How about using materialized query tables or materialized views?

@Raymond Berg: I agree but I don’t think Google can resolve a link in the form of http://www.codinghorror.com/mtype/mt-comments-renamed.cgi?__mode=redid=xxxx to an actual site.

My approach is to design it all normalized at first, as it makes the design cleaner and usually easier to grok, and then denormalize where absolutely needed. As long as the system is performing well, I would prefer to keep my data normalized and then create denormalized views so I can get those huge joins out of my way.

When it comes to teaching, normalized tables is the way to go. People must master the rules before they break them (and at that point nobody will have to teach them that denormalization is OK, they will have figured that out already)

Quite a horrible job naming the tables. Why the underscores in field names and not in table names. Why user_id and not user_sex? Why table nimes in singular? Of course this is beside the point, but lol… :smiley:

Jeff, IMO, more important than denormalization is how you design your indexes, and what type of hardware you’re running on. IO is the big killer, not so much normalization. Denormalizing a table would be about the last thing I would try to boost performance. SQl server should be able to shred those queries, even with 20 million plus records in each table.

Normalization is about design, denormalization is about optimization. They should be applied as such, i.e. anything should be normalized until denormalization is needed. As Knuth (or was it Hoare?) said: Premature optimization is the root of all evil.

And from the short glimpse I did at the article about performance of tag systems it seems they tested only on MySQL. Not exactly a database one connects with good performance on complex queries – it’s extremely fast on flat data, but to my (not utterly up-to-date) knowledge they never managed to catch up with Postgres or the commercial RDBMS’ on anything reasonably complex.
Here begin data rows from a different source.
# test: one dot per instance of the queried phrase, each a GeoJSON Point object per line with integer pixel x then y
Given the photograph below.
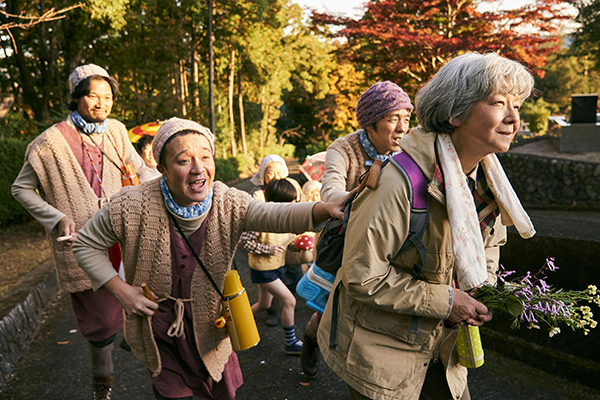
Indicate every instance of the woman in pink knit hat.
{"type": "Point", "coordinates": [162, 225]}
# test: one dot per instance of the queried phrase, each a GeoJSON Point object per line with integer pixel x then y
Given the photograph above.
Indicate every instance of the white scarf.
{"type": "Point", "coordinates": [467, 242]}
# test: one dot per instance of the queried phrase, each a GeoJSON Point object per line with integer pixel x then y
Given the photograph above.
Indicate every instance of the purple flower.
{"type": "Point", "coordinates": [550, 263]}
{"type": "Point", "coordinates": [544, 285]}
{"type": "Point", "coordinates": [526, 279]}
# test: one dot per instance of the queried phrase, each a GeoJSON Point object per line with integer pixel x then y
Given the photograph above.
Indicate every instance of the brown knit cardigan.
{"type": "Point", "coordinates": [351, 149]}
{"type": "Point", "coordinates": [65, 187]}
{"type": "Point", "coordinates": [139, 219]}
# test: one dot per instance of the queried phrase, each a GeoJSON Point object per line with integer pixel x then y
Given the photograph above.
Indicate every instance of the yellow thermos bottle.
{"type": "Point", "coordinates": [237, 314]}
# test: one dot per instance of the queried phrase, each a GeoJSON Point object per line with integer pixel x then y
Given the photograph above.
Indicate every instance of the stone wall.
{"type": "Point", "coordinates": [549, 183]}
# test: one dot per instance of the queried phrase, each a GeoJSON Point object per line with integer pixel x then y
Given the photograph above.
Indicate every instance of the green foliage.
{"type": "Point", "coordinates": [15, 126]}
{"type": "Point", "coordinates": [565, 74]}
{"type": "Point", "coordinates": [113, 11]}
{"type": "Point", "coordinates": [536, 114]}
{"type": "Point", "coordinates": [226, 169]}
{"type": "Point", "coordinates": [12, 154]}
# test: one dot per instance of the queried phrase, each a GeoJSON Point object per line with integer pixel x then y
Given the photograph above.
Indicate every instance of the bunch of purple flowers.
{"type": "Point", "coordinates": [530, 300]}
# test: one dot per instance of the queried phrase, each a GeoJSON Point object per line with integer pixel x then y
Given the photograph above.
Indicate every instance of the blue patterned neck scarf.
{"type": "Point", "coordinates": [87, 127]}
{"type": "Point", "coordinates": [371, 151]}
{"type": "Point", "coordinates": [184, 212]}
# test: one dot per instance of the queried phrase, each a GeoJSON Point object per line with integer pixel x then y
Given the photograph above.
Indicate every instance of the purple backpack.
{"type": "Point", "coordinates": [419, 215]}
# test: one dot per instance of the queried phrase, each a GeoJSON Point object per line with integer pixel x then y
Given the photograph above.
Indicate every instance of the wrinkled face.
{"type": "Point", "coordinates": [489, 128]}
{"type": "Point", "coordinates": [388, 131]}
{"type": "Point", "coordinates": [95, 106]}
{"type": "Point", "coordinates": [189, 168]}
{"type": "Point", "coordinates": [147, 156]}
{"type": "Point", "coordinates": [274, 170]}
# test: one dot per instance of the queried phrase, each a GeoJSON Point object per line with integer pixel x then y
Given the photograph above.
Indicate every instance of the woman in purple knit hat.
{"type": "Point", "coordinates": [383, 113]}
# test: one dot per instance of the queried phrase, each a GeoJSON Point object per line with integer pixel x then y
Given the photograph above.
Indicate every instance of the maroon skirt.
{"type": "Point", "coordinates": [183, 373]}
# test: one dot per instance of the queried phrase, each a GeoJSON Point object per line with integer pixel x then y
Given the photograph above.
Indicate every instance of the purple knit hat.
{"type": "Point", "coordinates": [378, 101]}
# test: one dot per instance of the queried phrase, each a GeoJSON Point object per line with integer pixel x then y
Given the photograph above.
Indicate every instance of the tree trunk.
{"type": "Point", "coordinates": [261, 135]}
{"type": "Point", "coordinates": [183, 88]}
{"type": "Point", "coordinates": [241, 106]}
{"type": "Point", "coordinates": [211, 67]}
{"type": "Point", "coordinates": [231, 119]}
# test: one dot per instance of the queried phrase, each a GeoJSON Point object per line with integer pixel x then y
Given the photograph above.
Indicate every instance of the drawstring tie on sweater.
{"type": "Point", "coordinates": [176, 328]}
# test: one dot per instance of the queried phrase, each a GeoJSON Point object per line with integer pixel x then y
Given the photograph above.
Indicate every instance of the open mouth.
{"type": "Point", "coordinates": [197, 185]}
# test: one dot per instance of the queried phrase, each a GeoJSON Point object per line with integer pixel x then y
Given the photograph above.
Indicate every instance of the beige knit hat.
{"type": "Point", "coordinates": [82, 72]}
{"type": "Point", "coordinates": [174, 125]}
Not sure if that applies to single joins already, but I wouldn’t be too surprised.

Normalization might indeed not be the fastest design, but can usually made fast enough without denormalization, as Dare Obasanjo states in his original article, too:

Database denormalization is the kind of performance optimization that should be carried out as a last resort after trying things like creating database indexes, using SQL views and implementing application specific in-memory caching.
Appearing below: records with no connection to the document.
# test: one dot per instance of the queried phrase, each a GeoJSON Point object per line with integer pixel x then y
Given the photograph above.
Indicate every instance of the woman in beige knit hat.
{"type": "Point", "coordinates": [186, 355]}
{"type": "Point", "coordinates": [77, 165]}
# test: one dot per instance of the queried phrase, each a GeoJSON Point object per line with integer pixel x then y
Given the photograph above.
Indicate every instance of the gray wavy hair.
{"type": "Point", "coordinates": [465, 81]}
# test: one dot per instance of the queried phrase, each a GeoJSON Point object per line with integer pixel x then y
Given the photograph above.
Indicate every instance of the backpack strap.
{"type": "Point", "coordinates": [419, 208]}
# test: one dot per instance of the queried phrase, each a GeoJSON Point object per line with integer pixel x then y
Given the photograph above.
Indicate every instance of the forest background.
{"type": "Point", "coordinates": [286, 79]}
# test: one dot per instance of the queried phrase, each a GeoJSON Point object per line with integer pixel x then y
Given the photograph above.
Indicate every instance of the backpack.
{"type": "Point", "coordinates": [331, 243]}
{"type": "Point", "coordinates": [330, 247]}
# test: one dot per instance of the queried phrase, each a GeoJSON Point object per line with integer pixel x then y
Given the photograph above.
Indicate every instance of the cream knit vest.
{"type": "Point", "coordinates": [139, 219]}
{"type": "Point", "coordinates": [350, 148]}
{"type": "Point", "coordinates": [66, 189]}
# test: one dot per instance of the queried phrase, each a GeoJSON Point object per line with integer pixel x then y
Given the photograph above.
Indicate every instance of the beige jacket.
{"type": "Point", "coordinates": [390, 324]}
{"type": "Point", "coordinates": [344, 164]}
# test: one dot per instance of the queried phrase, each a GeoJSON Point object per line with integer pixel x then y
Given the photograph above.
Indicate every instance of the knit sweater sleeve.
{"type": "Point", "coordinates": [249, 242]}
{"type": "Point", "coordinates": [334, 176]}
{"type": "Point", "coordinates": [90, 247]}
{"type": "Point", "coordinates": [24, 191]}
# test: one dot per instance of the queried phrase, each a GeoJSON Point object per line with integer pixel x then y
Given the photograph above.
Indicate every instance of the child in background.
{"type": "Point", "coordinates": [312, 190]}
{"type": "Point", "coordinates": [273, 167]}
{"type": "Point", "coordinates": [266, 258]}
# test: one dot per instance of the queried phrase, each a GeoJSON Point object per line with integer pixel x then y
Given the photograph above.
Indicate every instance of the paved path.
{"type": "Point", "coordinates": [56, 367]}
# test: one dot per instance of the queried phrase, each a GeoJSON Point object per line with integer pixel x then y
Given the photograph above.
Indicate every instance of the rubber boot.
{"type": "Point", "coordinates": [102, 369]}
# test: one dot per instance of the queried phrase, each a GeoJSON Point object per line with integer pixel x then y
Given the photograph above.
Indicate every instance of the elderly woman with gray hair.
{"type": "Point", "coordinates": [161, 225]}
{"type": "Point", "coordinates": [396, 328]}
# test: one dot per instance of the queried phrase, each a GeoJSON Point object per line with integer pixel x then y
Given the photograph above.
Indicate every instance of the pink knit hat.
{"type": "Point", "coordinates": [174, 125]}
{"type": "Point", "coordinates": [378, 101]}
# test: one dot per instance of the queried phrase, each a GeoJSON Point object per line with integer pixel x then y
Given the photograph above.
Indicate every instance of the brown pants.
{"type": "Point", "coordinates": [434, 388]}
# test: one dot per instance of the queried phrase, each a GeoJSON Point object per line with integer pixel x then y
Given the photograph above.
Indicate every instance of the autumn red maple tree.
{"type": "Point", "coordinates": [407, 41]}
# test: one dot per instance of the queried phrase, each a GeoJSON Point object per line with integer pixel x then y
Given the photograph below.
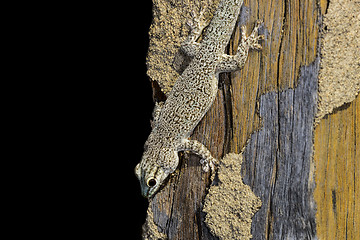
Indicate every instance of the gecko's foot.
{"type": "Point", "coordinates": [197, 24]}
{"type": "Point", "coordinates": [208, 164]}
{"type": "Point", "coordinates": [252, 41]}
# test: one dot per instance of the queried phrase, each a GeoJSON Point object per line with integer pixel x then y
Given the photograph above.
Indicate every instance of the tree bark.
{"type": "Point", "coordinates": [265, 112]}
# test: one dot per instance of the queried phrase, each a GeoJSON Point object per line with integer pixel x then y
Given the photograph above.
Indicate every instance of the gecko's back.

In my LONG experience of both DB and application design, it is a bad (or rushed) application design that usually forces denormalization on a well designed database.

Several small queries over normalized data also usually outstrip one big one over denormalized data.
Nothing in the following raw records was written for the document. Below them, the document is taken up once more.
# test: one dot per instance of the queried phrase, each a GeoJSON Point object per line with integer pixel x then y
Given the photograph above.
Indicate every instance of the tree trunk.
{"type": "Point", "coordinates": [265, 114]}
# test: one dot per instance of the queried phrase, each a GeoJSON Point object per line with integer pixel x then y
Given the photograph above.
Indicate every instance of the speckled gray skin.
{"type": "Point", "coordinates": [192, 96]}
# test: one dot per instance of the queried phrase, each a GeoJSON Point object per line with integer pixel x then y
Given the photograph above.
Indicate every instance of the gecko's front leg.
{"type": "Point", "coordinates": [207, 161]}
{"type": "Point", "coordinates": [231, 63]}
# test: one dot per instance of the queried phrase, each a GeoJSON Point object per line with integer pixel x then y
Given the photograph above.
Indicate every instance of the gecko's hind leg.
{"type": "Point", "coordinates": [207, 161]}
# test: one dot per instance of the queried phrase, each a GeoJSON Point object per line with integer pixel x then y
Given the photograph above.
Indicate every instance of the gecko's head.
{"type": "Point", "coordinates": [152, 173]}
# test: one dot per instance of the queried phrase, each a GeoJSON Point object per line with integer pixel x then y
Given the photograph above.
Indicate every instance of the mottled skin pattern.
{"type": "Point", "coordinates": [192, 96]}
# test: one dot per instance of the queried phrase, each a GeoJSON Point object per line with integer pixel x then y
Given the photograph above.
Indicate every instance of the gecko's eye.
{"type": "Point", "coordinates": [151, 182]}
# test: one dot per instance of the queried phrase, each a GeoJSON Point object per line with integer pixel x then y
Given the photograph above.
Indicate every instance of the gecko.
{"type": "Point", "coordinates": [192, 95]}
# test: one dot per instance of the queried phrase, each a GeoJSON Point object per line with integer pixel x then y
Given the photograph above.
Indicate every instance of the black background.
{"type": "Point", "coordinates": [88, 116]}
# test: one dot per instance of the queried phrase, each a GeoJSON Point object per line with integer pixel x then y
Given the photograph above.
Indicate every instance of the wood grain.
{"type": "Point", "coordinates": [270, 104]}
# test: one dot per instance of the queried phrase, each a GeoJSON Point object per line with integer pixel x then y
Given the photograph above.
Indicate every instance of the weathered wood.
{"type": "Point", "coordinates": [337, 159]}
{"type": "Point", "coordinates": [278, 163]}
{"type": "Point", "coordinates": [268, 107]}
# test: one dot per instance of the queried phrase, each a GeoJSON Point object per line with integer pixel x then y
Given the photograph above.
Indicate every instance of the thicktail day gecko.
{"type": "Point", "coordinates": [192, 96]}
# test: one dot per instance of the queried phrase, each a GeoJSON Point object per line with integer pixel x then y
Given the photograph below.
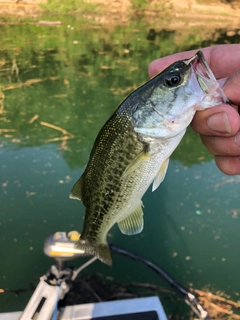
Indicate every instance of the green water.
{"type": "Point", "coordinates": [73, 77]}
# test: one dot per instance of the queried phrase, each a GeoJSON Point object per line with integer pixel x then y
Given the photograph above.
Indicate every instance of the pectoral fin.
{"type": "Point", "coordinates": [133, 223]}
{"type": "Point", "coordinates": [141, 157]}
{"type": "Point", "coordinates": [76, 192]}
{"type": "Point", "coordinates": [160, 175]}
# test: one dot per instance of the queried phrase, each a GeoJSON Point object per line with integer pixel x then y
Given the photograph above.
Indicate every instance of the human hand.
{"type": "Point", "coordinates": [219, 127]}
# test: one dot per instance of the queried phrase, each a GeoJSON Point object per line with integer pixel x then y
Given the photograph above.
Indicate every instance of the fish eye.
{"type": "Point", "coordinates": [173, 81]}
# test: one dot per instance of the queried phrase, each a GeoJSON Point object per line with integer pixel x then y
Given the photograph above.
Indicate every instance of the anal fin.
{"type": "Point", "coordinates": [133, 223]}
{"type": "Point", "coordinates": [160, 175]}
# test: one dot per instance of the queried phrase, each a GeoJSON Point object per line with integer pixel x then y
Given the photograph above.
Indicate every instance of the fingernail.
{"type": "Point", "coordinates": [219, 123]}
{"type": "Point", "coordinates": [237, 139]}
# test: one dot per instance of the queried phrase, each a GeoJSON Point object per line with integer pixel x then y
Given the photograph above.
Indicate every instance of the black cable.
{"type": "Point", "coordinates": [189, 298]}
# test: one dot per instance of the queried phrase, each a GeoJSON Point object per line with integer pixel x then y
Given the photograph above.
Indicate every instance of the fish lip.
{"type": "Point", "coordinates": [205, 76]}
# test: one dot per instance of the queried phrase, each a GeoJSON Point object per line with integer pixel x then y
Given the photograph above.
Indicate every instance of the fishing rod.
{"type": "Point", "coordinates": [189, 298]}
But, denormalization still has a home in large data warehouses.

Hope smart tools from DatabaseGear can help.

Lets unroll our loops next.

Just a nitpick, I’d recommend using the term Gender over Sex. Someone might ally themselves with a different gender to their sex and that’s the one they’re going to want to tell you.
(Obviously it’s sample data, but just for the future :slight_smile:

Id did annoy me slightly always having normalization drummed into me without mention that it’s not always best, but I guess SomeGuy is right.